I am working on a model involving Gaussian processes and I am optimising it using Optim.jl while obtaining gradients via DifferentiationInterface.jl. Unfortunately, when I run the code, the top
utility informs me that the code uses a lot of memory.
While investigating, I noticed that even the simple model of Gaussian process regression uses a lot of memory when using Optim.jl with DifferentiationInterface.jl. I post some code below as a MWE that can be copy-pasted and executed (provided packages are available):
using DifferentiationInterface
using Distributions
using LinearAlgebra
import Mooncake
using Optim
using Random
function gp(x, y; iterations = 1)
# Get number of data items
N = length(y)
# Allocate once zero vector necessary for marginal likelihood
zeromean = zeros(N)
# Initialise parameters randomly
rng = MersenneTwister(1234)
initialsol = randn(rng, 3)
# pre-allocate N×N covariance matrix K
K = zeros(N, N)
# setup optimiser options
opt = Optim.Options(iterations = iterations, show_trace = true, show_every = 1)
helper(p) = negativemarginallikelihood_gp(p, K, x, y, zeromean)
# use DifferentiationInterface to get gradients
backend = AutoMooncake(config = nothing)
prep = prepare_gradient(negativemarginallikelihood_gp, backend, initialsol, Cache(K), Constant(x), Constant(y), Constant(zeromean))
gradhelper!(grad, p) = DifferentiationInterface.gradient!(negativemarginallikelihood_gp, grad, prep, backend, p, Cache(K), Constant(x), Constant(y), Constant(zeromean))

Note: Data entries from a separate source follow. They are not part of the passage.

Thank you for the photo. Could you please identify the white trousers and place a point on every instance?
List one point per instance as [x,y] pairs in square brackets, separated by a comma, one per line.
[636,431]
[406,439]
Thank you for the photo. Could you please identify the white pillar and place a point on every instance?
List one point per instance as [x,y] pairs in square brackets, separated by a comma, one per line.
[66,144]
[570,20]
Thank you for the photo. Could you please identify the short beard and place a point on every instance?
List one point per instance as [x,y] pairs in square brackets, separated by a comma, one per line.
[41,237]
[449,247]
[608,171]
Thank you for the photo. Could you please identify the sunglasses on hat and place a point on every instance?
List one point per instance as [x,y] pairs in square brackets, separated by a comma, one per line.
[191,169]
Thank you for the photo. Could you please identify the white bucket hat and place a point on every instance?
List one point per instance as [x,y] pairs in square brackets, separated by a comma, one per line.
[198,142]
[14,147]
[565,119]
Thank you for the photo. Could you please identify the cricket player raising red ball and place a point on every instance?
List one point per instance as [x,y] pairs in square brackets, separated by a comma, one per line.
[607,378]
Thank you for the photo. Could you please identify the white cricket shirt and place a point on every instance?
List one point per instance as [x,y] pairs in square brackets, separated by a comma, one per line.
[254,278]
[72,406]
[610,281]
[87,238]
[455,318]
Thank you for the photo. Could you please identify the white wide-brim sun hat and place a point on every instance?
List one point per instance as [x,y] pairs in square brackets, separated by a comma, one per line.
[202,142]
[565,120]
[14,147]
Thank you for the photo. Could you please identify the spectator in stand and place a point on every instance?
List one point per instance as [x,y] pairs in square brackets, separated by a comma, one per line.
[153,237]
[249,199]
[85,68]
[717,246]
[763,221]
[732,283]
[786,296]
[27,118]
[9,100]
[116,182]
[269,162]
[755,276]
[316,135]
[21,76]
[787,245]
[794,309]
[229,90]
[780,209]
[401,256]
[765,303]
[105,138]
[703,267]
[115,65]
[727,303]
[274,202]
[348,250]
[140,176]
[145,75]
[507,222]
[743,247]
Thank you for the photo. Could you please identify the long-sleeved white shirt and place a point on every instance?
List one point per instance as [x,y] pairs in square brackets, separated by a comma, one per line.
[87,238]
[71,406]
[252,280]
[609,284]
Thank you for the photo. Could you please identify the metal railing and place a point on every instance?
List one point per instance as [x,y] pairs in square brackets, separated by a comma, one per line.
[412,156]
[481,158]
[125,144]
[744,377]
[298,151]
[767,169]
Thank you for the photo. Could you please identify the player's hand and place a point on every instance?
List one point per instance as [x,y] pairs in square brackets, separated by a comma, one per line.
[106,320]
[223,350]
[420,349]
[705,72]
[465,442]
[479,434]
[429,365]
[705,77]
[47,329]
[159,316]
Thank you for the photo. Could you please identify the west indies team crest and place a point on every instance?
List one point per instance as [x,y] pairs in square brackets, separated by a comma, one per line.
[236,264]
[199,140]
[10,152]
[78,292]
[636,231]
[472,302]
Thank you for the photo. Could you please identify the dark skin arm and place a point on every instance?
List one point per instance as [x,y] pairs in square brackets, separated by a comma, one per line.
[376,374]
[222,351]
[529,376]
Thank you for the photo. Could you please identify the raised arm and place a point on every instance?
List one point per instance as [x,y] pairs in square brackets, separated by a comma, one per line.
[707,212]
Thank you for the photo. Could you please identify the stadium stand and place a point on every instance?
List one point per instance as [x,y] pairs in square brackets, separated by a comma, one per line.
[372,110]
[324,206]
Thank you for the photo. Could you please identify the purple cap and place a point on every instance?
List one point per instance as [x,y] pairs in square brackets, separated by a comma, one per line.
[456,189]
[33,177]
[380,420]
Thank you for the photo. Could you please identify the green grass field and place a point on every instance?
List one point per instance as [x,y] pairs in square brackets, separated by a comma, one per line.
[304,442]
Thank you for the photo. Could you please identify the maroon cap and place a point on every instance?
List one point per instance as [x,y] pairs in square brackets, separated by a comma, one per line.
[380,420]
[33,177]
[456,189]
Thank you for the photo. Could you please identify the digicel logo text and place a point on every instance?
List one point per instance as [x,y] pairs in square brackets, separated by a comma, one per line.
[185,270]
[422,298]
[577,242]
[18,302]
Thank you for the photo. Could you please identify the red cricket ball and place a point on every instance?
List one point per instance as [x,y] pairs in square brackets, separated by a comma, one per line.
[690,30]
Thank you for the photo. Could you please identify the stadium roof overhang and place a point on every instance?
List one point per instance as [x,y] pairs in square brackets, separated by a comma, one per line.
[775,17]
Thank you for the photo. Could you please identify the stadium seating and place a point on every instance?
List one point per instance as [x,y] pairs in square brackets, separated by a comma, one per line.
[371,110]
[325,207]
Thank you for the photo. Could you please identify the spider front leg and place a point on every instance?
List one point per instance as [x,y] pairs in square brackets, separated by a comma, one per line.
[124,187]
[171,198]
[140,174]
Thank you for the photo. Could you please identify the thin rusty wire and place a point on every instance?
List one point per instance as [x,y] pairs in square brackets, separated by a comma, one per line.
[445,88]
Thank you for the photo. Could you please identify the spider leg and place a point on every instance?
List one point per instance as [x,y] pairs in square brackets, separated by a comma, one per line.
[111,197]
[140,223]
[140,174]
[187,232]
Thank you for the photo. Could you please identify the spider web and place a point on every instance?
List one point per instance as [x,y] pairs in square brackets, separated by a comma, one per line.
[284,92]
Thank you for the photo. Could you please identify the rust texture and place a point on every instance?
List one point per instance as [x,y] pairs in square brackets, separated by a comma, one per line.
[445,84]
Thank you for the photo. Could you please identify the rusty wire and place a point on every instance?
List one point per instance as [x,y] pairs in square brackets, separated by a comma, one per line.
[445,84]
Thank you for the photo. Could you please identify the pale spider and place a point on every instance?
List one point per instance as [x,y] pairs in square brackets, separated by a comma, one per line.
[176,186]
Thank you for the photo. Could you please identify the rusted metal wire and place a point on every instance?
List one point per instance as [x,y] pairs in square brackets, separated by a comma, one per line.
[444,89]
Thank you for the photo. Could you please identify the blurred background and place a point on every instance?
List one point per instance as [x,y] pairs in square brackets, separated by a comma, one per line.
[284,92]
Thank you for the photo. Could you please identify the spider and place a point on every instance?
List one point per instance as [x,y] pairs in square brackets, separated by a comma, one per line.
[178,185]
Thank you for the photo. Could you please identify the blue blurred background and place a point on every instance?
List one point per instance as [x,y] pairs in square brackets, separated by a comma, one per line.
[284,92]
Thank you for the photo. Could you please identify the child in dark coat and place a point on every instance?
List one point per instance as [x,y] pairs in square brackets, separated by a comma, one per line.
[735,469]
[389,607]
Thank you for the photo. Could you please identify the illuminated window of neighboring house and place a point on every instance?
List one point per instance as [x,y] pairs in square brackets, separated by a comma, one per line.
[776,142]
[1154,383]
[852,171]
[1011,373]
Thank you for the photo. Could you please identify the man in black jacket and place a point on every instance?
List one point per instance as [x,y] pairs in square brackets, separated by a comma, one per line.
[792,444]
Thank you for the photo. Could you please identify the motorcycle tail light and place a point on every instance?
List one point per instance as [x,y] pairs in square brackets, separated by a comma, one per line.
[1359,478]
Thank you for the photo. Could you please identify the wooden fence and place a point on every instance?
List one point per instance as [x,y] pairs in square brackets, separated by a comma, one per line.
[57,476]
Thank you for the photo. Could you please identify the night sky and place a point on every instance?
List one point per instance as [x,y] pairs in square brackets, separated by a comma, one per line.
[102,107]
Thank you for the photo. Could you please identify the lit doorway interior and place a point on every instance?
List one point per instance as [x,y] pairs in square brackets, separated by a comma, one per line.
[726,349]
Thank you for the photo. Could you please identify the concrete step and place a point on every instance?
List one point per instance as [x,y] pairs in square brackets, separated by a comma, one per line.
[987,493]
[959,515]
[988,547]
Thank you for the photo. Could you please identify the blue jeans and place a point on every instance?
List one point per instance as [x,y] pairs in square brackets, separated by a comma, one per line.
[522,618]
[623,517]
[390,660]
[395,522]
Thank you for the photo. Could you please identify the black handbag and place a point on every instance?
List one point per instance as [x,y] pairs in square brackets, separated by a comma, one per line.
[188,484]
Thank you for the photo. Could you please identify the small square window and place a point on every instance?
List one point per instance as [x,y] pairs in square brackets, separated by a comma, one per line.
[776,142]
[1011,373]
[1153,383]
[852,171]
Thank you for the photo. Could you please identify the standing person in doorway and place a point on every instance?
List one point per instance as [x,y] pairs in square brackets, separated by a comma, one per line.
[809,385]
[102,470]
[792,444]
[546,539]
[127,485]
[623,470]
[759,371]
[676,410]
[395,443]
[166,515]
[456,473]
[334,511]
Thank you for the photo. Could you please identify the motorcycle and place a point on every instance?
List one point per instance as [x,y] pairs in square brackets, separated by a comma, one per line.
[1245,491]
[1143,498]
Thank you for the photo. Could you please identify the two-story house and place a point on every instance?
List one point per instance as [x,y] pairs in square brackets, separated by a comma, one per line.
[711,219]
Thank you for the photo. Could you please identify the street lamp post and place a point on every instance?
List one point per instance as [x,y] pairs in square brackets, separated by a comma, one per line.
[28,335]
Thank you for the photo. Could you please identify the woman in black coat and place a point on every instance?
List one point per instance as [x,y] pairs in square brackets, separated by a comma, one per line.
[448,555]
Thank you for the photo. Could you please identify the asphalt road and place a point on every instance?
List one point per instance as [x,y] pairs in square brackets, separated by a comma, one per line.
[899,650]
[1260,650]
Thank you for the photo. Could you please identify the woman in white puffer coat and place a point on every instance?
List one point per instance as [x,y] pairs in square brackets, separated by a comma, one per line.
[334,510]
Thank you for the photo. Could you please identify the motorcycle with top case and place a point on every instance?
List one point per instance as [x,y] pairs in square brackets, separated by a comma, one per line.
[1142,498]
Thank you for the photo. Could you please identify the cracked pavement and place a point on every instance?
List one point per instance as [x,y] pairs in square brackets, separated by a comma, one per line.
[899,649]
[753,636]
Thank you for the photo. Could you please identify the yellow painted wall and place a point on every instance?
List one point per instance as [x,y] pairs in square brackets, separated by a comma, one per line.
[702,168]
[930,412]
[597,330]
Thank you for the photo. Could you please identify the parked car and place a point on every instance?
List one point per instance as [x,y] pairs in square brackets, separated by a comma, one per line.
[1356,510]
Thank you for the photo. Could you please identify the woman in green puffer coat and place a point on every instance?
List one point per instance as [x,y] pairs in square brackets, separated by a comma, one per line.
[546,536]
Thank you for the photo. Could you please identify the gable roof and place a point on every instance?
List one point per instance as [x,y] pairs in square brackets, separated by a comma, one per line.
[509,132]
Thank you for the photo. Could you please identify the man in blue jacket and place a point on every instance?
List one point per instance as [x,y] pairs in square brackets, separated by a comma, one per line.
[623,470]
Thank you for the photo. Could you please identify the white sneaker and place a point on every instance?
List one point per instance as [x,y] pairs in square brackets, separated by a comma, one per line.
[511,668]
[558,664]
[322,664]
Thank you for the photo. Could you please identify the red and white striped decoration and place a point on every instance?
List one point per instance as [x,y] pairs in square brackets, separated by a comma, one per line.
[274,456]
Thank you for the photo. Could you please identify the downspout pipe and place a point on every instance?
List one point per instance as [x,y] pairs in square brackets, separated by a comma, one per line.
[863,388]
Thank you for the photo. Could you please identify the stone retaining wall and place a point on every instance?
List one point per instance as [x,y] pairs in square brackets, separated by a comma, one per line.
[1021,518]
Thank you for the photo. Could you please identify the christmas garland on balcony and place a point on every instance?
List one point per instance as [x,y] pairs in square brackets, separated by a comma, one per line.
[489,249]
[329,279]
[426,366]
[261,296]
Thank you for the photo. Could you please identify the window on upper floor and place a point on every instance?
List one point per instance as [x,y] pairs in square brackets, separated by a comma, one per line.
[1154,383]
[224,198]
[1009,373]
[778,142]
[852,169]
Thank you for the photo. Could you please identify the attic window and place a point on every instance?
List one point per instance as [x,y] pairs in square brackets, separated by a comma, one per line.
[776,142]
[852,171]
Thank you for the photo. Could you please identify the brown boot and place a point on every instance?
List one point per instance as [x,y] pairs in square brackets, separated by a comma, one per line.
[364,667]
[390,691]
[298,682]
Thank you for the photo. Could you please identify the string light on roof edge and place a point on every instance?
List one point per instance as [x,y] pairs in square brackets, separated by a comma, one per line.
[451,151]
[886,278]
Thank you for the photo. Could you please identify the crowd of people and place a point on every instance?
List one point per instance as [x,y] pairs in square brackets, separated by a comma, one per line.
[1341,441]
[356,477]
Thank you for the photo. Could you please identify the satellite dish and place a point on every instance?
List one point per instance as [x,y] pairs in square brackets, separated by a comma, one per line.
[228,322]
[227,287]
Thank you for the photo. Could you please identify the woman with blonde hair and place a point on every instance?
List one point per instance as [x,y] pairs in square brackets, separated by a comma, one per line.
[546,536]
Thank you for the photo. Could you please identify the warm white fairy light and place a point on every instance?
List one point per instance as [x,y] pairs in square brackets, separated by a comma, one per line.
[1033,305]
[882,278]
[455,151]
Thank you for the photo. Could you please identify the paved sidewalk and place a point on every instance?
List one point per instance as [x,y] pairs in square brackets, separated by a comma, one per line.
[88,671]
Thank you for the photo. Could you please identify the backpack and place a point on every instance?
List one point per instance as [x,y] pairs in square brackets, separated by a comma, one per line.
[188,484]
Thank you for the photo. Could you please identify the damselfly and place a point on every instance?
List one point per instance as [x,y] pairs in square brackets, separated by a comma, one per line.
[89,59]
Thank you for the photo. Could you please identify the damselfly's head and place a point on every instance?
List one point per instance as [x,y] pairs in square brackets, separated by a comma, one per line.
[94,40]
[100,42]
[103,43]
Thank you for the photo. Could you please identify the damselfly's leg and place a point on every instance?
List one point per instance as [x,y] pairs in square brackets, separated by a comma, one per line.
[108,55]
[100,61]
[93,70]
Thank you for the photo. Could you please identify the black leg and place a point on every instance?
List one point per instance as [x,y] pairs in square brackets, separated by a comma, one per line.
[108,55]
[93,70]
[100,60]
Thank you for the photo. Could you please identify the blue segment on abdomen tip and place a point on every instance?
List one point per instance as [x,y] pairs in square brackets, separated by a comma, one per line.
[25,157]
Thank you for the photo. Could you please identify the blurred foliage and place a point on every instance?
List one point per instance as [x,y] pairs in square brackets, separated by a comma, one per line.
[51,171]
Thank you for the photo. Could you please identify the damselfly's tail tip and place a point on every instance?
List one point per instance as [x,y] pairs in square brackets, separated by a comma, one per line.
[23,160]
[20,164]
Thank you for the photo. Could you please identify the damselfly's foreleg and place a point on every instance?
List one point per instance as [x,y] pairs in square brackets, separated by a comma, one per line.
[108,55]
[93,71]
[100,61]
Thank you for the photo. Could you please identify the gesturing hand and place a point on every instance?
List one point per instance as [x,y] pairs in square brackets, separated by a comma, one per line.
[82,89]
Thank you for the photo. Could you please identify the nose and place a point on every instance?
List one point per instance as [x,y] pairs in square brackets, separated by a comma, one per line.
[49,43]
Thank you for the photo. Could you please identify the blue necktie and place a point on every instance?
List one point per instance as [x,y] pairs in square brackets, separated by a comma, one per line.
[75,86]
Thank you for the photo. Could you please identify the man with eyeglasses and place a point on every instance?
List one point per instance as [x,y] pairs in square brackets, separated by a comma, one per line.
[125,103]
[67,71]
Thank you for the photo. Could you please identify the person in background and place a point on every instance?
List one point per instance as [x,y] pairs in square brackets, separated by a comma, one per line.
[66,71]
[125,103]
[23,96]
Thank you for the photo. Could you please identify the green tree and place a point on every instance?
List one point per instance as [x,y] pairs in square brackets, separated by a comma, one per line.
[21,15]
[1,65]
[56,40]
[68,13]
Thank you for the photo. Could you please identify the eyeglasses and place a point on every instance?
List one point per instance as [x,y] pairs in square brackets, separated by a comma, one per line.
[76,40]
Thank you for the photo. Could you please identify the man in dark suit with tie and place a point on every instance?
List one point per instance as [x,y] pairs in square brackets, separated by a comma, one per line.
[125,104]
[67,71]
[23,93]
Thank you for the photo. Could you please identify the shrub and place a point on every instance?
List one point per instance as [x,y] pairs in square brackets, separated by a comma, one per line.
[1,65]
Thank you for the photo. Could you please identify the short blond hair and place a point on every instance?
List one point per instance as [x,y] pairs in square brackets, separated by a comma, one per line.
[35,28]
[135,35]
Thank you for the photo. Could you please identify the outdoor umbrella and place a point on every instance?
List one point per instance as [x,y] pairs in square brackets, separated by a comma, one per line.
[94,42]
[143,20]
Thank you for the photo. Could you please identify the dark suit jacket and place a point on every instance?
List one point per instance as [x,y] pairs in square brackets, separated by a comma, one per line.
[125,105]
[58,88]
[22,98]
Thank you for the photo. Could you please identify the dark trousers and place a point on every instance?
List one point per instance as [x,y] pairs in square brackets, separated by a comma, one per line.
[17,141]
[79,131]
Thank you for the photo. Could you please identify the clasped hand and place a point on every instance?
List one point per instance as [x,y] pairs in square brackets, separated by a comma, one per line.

optimize(helper, gradhelper!, initialsol, ConjugateGradient(), opt).minimizer
end
# Negative marginal likelihood function of gp
function negativemarginallikelihood_gp(p, K, x, y, zeromean)
N = length(y)
θ = exp.(p) # make parameters positive
# Calculate covariance matrix
# Better implementation are of course possible
for m in 1:N
for n in 1:N
K[n, m] = θ[1] * exp(-0.5 * abs2(x[n] - x[m])/ θ[2])
end
end
# add jitter on diagonal
for n in 1:N
K[n, n] += 1e-6
end
# Return negative log marginal likelihood.
# We want to minimise this.
return -logpdf(MvNormal(zeromean, K + θ[3]*I), y)
end
We can run the code with fake data:
x = randn(MersenneTwister(1234), 1000);
y = sin.(x) + 0.01*randn(MersenneTwister(1234), 1000);
gp(x,y; iterations = 1) # warmup
gp(x,y; iterations = 100) # top utility tells me that Julia uses ~8-9% of my 32GB memory.
If I try to run the code with 10_000
data items like below:
x = randn(MersenneTwister(1234), 10_000);
y = sin.(x) + 0.01*randn(MersenneTwister(1234), 10_000);
gp(x,y; iterations = 100)
Julia will run out of memory and crash.
My questions:
- Is there something wrong with the above code?
- Alternatively: does anyone have any successful examples of optimising a Gaussian process regression model using automatic reverse differentiation?
Update: I should clarify that I am not tied to reverse differentiation and I will use anything that does the job. However, the objective I am optimising (in my actual problem, not the MWE above) is a scalar function f(x):Rᴹ→R, where M are the number of free parameters and M is typically in the order of 5000 to 15000 depending on the dataset.